Color rises on Nick’s cheeks—he knows she doesn’t mean it like it sounds, but it makes his chest squeeze with something that’s not quite anxiety.
“Only if you promise not to give away the rest of my secrets.” He dips down, kissing her cheek and tucking a twenty into her palm, pulling away with his best roguish grin. “Until next time.”
As the pair step out onto the street, walking shoulder to shoulder, Nick has to shove his hands into his pockets to once again resist the urge to hold Matt’s hand. It’s starting to become a real problem. It’s not like he’s ever even done that before.

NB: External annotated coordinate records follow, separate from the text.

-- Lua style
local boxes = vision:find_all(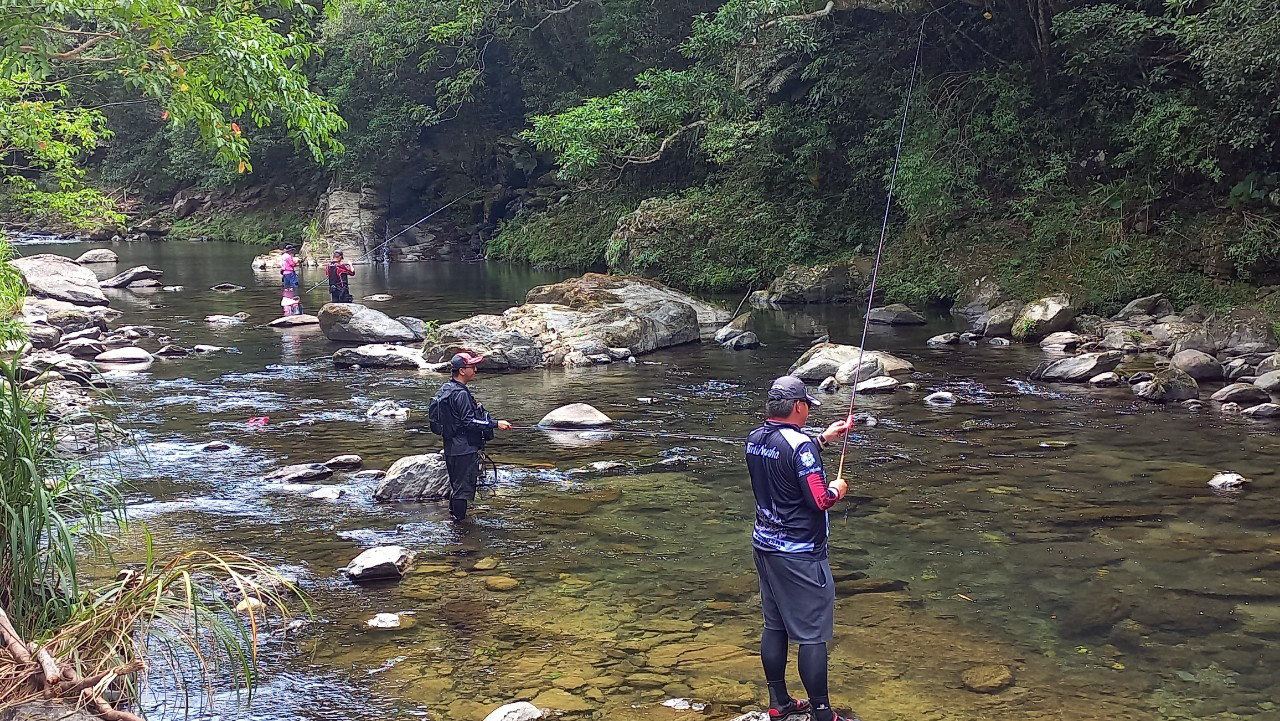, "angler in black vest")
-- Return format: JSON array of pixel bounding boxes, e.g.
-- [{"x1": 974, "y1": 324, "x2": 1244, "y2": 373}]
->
[
  {"x1": 324, "y1": 250, "x2": 356, "y2": 304},
  {"x1": 428, "y1": 353, "x2": 511, "y2": 523}
]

Maybe that’s why he wants to. Just to know what it’s like.
They walk with no real destination, and Nick learns about Matt’s time at UMich, about meeting his bandmates and feeling music really click for the first time, then getting his wrist broken and throwing himself into songwriting to compensate.
In return, he tells Matt about when he knew he had a chance at making it big in hockey, and a little about his first couple of seasons at Nevada—the parts that he can talk about, anyway.
There’s a lot of lonely nights he doesn’t want to reminisce on.
Matt seems to understand that Juniors isn’t something Nick wants to talk about, either, and he doesn’t push. Short of a few anecdotes about struggling to learn French at the age of fifteen, Nick glosses over the whole experience.
His Vegas stories are much more fun anyway.
By the time the alarm goes off on Nick’s phone, telling him he really needs to get home and get ready or Kat’s going to get mad at him, they’ve been outside long enough for Nick to wish he’d brought a coat, yet he’d quite happily keep going for hours more.
They say goodbye on a street corner with a hug that lingers, and a sly grin from Matt that promises everything else when they see each other on Halloween.
It’s frustrating that there’s nowhere private, nowhere secluded to drag him into and kiss those teasing lips, but Nick knows better than to risk it.
There’s no such thing as true privacy in this town.
Later, when he’s got his hair locked into place and his second-nicest tuxedo on, he’s supposed to be thinking about charming rich socialites into donating money to youth hockey charities, but mostly he’s thinking about Matt.
Remembering the light in his eyes, the warmth of his shoulder against his, the playful lilt to his tone when he teased Nick.
He blames the fizz in his stomach on the champagne, and the spring in his step on his success rate with the donors. But at every turn, Marco is wiggling his eyebrows salaciously, and Nick knows he has no excuse for the smile on his face.